Tie the program to what is next

Connect a concrete feature of the program (a studio area, a method, a faculty strength, the Montreal art scene) to what you want to make next.

✕  Weak opening

“Ever since I was a child, I have been passionate about art and expressing my creativity in all its forms.”

✓  Strong opening

“The three photographs in my portfolio all started with the same problem: how do you shoot a place that no longer exists?”
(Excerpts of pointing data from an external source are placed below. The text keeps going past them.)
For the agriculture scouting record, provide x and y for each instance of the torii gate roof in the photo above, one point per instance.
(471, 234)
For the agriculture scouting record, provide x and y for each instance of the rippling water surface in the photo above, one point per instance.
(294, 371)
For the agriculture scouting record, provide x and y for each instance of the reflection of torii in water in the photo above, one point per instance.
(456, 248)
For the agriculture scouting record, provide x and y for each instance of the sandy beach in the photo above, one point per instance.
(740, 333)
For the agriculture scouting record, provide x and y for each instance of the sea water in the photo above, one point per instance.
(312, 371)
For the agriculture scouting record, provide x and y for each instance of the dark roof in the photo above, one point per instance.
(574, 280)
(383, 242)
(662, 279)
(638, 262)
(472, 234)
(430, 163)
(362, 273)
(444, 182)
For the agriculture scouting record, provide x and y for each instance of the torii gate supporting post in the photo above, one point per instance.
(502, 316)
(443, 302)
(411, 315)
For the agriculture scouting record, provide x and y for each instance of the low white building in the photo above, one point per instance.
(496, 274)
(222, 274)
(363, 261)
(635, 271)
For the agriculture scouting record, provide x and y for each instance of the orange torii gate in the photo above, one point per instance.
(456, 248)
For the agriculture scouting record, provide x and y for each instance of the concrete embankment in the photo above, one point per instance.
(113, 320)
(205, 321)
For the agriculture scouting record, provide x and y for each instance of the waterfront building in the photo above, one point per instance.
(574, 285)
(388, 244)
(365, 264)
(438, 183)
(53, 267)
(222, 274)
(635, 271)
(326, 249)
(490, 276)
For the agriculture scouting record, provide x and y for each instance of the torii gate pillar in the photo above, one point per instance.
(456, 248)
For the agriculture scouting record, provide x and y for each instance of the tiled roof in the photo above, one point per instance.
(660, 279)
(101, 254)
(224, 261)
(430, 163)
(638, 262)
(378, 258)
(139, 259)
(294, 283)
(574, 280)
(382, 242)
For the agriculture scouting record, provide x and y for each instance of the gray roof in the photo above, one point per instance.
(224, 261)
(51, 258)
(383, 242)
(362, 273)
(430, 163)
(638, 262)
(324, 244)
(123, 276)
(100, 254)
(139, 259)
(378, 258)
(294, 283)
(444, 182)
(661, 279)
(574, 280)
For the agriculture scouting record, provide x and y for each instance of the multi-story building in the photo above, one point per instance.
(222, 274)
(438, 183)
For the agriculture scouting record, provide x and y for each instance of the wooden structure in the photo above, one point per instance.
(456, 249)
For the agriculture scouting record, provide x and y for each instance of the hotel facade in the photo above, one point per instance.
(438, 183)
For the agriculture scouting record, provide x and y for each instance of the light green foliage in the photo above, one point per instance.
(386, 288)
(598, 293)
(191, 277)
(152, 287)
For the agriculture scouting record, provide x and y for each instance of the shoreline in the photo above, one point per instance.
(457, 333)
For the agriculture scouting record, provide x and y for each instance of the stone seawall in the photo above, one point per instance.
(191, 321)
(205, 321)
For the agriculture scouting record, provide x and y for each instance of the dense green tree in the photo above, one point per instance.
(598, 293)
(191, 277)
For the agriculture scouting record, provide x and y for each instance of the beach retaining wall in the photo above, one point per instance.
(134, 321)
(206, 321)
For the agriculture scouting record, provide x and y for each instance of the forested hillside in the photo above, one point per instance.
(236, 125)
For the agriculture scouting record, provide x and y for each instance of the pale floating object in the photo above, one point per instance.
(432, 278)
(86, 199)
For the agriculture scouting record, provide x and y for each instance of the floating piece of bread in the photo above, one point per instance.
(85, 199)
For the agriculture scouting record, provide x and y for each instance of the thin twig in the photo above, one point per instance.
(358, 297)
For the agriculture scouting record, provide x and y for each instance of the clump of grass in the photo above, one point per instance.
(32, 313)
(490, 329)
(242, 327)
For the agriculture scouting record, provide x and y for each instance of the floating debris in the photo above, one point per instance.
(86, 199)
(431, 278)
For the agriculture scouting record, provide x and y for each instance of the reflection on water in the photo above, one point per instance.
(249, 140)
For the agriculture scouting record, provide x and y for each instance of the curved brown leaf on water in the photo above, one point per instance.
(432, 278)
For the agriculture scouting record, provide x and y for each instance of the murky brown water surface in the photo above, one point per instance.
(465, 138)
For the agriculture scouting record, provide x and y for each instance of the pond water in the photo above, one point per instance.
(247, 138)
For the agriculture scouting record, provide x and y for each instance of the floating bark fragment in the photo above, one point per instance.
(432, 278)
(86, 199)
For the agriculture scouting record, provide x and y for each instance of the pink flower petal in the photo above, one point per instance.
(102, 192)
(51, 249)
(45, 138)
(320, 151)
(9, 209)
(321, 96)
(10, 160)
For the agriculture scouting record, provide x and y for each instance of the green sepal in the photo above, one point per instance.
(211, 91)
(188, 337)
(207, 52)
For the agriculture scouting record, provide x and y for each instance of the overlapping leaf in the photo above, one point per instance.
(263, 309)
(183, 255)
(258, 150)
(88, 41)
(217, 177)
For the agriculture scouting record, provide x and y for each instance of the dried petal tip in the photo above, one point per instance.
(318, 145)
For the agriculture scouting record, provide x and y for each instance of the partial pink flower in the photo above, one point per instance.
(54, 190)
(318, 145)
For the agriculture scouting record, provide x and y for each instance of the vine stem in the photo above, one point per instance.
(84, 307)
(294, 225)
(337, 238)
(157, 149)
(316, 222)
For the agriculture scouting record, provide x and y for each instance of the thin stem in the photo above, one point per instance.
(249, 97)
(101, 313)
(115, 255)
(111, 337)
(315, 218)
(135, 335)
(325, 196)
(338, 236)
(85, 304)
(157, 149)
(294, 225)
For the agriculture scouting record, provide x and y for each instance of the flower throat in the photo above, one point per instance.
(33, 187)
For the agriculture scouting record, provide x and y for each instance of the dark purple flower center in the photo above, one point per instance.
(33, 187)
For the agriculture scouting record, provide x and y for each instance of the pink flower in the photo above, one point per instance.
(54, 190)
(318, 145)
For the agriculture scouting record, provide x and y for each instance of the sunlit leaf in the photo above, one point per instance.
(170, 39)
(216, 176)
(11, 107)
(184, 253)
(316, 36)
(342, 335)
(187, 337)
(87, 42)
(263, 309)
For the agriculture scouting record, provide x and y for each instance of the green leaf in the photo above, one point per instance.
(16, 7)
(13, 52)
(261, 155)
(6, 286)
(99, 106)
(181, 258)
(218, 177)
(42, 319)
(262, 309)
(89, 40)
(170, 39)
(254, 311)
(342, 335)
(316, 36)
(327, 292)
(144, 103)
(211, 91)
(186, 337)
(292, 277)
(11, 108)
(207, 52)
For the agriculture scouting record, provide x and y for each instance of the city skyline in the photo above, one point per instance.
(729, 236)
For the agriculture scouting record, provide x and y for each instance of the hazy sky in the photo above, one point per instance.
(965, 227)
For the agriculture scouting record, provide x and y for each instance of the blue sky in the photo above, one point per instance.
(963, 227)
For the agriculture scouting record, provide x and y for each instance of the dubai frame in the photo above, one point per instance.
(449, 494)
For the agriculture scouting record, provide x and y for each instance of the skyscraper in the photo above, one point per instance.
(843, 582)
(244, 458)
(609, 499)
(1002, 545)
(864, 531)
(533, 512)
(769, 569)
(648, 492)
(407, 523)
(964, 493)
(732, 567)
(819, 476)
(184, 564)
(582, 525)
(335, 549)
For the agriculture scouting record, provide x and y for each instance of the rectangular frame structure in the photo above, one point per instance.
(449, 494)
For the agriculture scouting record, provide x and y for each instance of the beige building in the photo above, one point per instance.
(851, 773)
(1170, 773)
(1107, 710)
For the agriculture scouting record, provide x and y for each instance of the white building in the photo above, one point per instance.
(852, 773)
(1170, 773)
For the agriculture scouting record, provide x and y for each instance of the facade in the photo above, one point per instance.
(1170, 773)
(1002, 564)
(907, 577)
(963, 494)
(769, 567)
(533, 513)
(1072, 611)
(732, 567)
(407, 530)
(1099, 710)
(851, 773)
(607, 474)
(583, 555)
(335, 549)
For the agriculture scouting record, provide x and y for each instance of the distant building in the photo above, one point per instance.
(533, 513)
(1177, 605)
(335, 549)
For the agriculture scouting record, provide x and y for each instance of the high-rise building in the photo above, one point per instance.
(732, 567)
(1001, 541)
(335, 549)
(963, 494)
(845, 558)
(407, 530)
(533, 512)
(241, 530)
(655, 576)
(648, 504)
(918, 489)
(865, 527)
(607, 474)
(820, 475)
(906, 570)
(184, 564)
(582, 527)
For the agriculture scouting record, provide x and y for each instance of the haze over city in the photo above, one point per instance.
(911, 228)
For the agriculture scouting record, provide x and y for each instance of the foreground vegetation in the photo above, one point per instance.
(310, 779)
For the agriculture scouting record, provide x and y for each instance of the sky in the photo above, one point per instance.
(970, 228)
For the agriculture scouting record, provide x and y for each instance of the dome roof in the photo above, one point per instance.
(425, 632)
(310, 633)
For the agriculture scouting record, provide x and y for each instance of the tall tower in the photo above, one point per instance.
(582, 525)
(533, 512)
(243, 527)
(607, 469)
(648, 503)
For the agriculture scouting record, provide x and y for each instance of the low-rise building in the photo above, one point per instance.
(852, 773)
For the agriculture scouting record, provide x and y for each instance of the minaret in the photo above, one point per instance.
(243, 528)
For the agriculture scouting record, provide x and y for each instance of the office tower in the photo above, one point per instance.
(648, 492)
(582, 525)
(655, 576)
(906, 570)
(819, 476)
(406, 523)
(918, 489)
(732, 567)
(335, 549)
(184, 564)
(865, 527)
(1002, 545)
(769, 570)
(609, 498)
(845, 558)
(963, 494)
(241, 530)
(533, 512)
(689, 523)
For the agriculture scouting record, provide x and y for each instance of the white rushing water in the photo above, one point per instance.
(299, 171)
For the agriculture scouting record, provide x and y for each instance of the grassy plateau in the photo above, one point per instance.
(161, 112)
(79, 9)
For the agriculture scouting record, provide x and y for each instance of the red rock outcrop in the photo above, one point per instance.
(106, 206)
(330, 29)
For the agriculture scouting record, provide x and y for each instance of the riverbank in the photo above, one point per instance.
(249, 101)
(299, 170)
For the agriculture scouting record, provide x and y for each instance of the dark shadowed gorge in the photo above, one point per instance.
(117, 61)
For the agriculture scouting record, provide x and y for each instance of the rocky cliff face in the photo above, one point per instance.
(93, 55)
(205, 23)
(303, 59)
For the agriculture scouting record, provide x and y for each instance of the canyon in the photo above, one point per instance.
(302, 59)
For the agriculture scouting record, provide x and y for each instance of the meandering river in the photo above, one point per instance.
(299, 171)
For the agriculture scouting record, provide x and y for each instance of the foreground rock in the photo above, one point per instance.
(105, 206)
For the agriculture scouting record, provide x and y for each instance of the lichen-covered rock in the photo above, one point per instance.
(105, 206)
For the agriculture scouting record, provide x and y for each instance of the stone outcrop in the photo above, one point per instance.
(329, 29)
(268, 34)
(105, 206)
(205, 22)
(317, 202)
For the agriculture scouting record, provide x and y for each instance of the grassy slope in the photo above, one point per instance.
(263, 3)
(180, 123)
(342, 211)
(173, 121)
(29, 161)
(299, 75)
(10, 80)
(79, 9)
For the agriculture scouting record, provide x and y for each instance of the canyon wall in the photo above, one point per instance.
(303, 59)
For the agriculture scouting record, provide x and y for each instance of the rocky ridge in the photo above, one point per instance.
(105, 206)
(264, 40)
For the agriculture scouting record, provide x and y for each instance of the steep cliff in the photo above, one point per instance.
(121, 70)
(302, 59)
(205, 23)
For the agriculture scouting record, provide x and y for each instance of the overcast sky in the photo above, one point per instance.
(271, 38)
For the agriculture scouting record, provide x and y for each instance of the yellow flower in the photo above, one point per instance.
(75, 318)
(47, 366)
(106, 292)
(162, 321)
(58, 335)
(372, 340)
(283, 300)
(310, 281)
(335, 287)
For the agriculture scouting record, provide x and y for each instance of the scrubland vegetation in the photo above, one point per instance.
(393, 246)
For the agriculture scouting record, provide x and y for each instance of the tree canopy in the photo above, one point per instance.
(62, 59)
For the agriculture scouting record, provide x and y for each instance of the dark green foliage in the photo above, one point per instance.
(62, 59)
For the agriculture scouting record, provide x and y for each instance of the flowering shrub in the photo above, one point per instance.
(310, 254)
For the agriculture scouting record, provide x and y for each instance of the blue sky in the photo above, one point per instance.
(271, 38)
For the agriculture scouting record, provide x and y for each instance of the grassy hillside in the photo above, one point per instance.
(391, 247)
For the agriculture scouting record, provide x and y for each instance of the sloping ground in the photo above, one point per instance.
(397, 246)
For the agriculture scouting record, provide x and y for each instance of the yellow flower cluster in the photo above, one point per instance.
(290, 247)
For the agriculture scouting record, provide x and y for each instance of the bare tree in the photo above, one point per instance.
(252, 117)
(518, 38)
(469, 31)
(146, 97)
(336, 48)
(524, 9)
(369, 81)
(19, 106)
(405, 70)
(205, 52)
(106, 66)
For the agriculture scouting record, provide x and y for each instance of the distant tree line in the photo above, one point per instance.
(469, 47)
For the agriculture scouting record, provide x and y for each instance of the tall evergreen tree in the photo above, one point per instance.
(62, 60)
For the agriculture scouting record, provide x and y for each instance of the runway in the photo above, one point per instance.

✦ Annotated example · Film Production letter of intent. Written by EssayLens to teach, not a real applicant’s essay. Tap a highlighted line →
The first short I ever finished was ninety seconds of my grandmother peeling apples. I had borrowed a camera to film a school project on "a family tradition," but I kept the camera rolling after the assignment was done, and what I got back was better than anything I had planned: her hands, the spiral of peel never breaking, the radio murmuring in Portuguese behind her. I learned that the most honest footage usually arrives after you think you have stopped working.1Since then I have made eleven short films, most of them documentary, all of them about people who do quiet, repetitive work: a night-shift baker, a man who repairs accordions, a crossing guard three weeks from retirement. I am drawn to subjects that reward patience, and to a camera that watches instead of interrupts. My editing has gotten slower and braver. I used to cut on every gesture; now I let a shot breathe until the viewer notices what I noticed.2I am applying to Film Production at Concordia specifically because of how the program treats production as a shared, hands-on apprenticeship rather than a solo pursuit. The rotation through camera, sound, editing, and directing, and the emphasis on crewing on classmates' projects, is exactly the kind of training I cannot give myself with a borrowed camera and a laptop. 3I want to be the person holding the boom on someone else's film and learning why their director made a choice I would not have. I have read about the Mel Hoppenheim approach of building from documentary and experimental roots, and that is the soil my work already grows in.4My portfolio includes three of those shorts and a short cycle of black-and-white photographs of the accordion repairman's workshop. They are not polished beyond their means. I have shot on a cracked secondhand lens and recorded sound on a phone clipped inside a sock, and I think the films are honest about those limits. 5What I want from Concordia is not a louder voice but a more precise one: the technical fluency to make my images match the attention I already bring to the people in front of the lens. I plan to keep making documentaries about overlooked labour, and eventually to teach others to point a camera at the apple peel and wait. I am ready to be a beginner again, this time with a crew, a darkroom, and people who will argue with my cuts. That argument is exactly what I am coming for.6
  1. 1Opens with a concrete, specific making-moment rather than a statement of passion. Fine Arts letters reward evidence of how you actually work, and this scene shows a sensibility forming.
  2. 2Names a clear aesthetic point of view (observational, patient) and tracks growth in craft. Concordia rewards a developed creative perspective over generic enthusiasm.
  3. 3Demonstrates genuine, researched fit with the specific program's structure. Vague praise ("great reputation") is replaced by concrete features of this curriculum.
  4. 4Connects the school's identifiable tradition to the applicant's existing body of work, showing the fit runs in both directions.
  5. 5Frames the portfolio with candor about constraints, which reads as confidence rather than apology and sets up what the program would add.
  6. 6Closes by naming concrete future intentions and a humble, collaborative posture, which matches what a studio program looks for in a maker.
Stuck? Start here
  • Which single piece in my portfolio best shows how I think, and what was I actually trying to do in it?
  • What specific influence (artist, film, problem, place) genuinely shaped my work, and where can a reader see it?
  • What can this exact program (a studio area, a method, the city) give me that a generic art school could not?
Before you submit
  • Does my letter explicitly refer to and explain work that is in my portfolio?
  • Have I named at least one concrete feature of this specific program and tied it to what I want to make?
  • Is it free of generic phrases like 'passionate about art' and well under the length limit?